于是他开始用手摸墙壁,很快他就摸到了几块松动的石头,不用很大的声音就能把它们拽出来。


他用双手抓住一块大石头,轻轻地拉出来,然后小心地放下 。


“什么声音?”哥布林爸爸说。




科迪熄了灯,免得光线射进去。


“肯定是最后留下来的那个矿工,”妈妈说。


“不可能,他走了好一会儿了。我有一小时没听见砸石头的声音了。而且,那也不是砸石头的声音。”


“我想那肯定是一块石头滚到小溪里了。”


“有可能。我得一点一点扩大空间。”

科迪一点动静都没出。过了一小会儿,他听见他们准备离开的声音,还有几个说明方向的词语,他迫切地想知道搬开石头的洞是不是通往哥布林的房子里,所以他伸出手摸了摸。他尽量往里伸,然后摸到了什么软软的东西。还没来得及再摸一遍是什么,那东西就很快地缩回去了。那肯定是哥布林没有脚趾的脚。脚的主人吓得大叫了一声。




“怎么了,黑尔菲尔?”他妈妈问。


“墙里面有个野兽跑出来舔了我的脚。”


“不可能!咱们国家里没有野兽。”他爸爸说。


“就是野兽,爸爸。我感觉到了。”


“我说不可能。你要污蔑你的国家领土,把它降低到跟上面那个国家一个水平吗?上面才挤满了各种各样奇形怪状的野兽。”


“我真的感觉到了,爸爸。”


“我告诉你,给我管住你的嘴。你真不爱国。”


科迪强忍住笑,像只老鼠一样静静地趴了一会儿——不过可不是完全不动,他一直在就用手指从洞口的边缘抠掉石头。很快他就把洞变大了,因为这里的岩石经过爆破已经变得非常松散了。


从洞口那边传来的一大堆乱七八糟的谈话里,可以判断这一家有好几口;但是如果他们全都一起开口说话,声音就像是每个人的嗓子里都塞了一个洗瓶刷似的,很难听明白他们在说什么。最后他又一次听到哥布林爸爸说话了。




“好了,”他说,“把行李扛到背上。来,黑尔菲尔,我帮你搬你的箱子。”


“如果这个箱子是我的就好了,爸爸。”

“你很快就能赶上好时候了!抓紧时间。我今晚还得去王宫开会。开完会,我们还得赶在敌人明天早上回来之前回家收拾最后的东西。现在点上火炬,跟我来。瞧瞧这天壤之别,咱们自己就能制造光明,他们还得依靠挂在天上的东西——那真是讨厌的发明——毫无疑问,我们一出去,他们想用那恶毒的东西照瞎我们的眼睛!我说它又耀眼又庸俗,不过对那些没有智慧自己制造光明的可怜的东西来说肯定是有用的。”




科迪简直迫不及待地想要穿过去看看他们是怎么造火点亮火炬的。但马上他就明白他们说自己会造火是怎么回事了:他们亲自拿了两块火石擦了擦,就有火了。





Part IV

He therefore began to feel the wall With his hands, and soon found that some of the stones were loose enough to be drawn out with little noise.

Laying hold of a large one with both his hands, he drew it gently out, and let it down softly.

'What was that noise?' said the goblin father.

Curdie blew out his light, lest it should shine through.

'It must be that one miner that stayed behind the rest,' said the mother.
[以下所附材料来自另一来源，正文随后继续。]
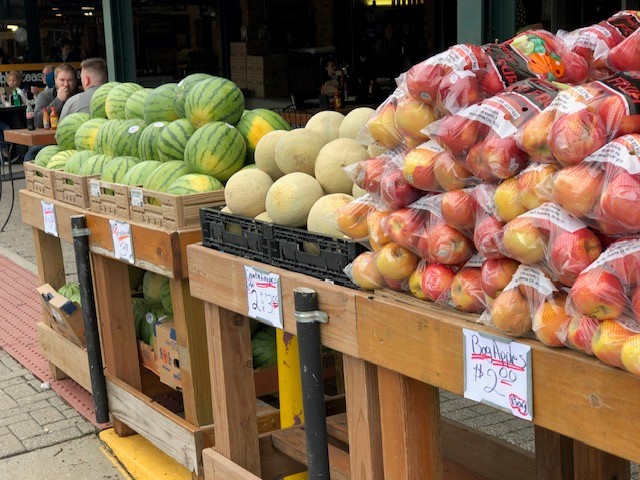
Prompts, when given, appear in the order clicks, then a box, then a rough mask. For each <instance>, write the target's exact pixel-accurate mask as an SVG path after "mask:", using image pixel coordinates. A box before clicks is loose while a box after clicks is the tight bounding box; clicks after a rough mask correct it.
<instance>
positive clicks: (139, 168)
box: [122, 160, 160, 185]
'No; he's been gone a good while. I haven't heard a blow for an hour. Besides, it wasn't like that.'

'Then I suppose it must have been a stone carried down the brook inside.'

'Perhaps. It will have more room by and by.'

Curdie kept quite still. After a little while, hearing nothing but the sounds of their preparations for departure, mingled with an occasional word of direction, and anxious to know whether the removal of the stone had made an opening into the goblins' house, he put in his hand to feel. It went in a good way, and then came in contact with something soft. He had but a moment to feel it over, it was so quickly withdrawn: it was one of the toeless goblin feet. The owner of it gave a cry of fright.
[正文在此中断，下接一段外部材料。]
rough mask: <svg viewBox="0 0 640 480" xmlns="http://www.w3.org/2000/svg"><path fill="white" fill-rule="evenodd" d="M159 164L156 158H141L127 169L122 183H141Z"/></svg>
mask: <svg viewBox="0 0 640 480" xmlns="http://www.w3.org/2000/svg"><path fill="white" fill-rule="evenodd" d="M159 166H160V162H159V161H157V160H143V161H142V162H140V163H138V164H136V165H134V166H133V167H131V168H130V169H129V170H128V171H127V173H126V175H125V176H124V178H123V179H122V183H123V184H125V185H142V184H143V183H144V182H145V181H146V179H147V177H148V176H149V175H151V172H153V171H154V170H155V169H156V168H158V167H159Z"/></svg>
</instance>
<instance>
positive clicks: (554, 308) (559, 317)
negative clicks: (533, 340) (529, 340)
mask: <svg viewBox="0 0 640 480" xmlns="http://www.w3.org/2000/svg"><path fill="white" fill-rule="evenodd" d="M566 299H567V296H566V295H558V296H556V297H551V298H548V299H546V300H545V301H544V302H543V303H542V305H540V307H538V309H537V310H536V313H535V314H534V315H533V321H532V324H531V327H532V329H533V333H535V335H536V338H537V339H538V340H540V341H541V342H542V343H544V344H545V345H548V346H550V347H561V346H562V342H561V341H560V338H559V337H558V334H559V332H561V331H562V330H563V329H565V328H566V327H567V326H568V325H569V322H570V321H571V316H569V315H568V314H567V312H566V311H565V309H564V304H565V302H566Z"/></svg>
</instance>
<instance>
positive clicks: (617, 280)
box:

'What's the matter, Helfer?' asked his mother.

'A beast came out of the wall and licked my foot.'

'Nonsense! There are no wild beasts in our country,' said his father.

'But it was, father. I felt it.'

'Nonsense, I say. Will you malign your native realms and reduce them to a level with the country upstairs? That is swarming with wild beasts of every description.'

'But I did feel it, father.'

'I tell you to hold your tongue. You are no patriot.'

Curdie suppressed his laughter, and lay still as a mouse—but no stiller, for every moment he kept nibbling away with his fingers at the edges of the hole. He was slowly making it bigger, for here the rock had been very much shattered with the blasting.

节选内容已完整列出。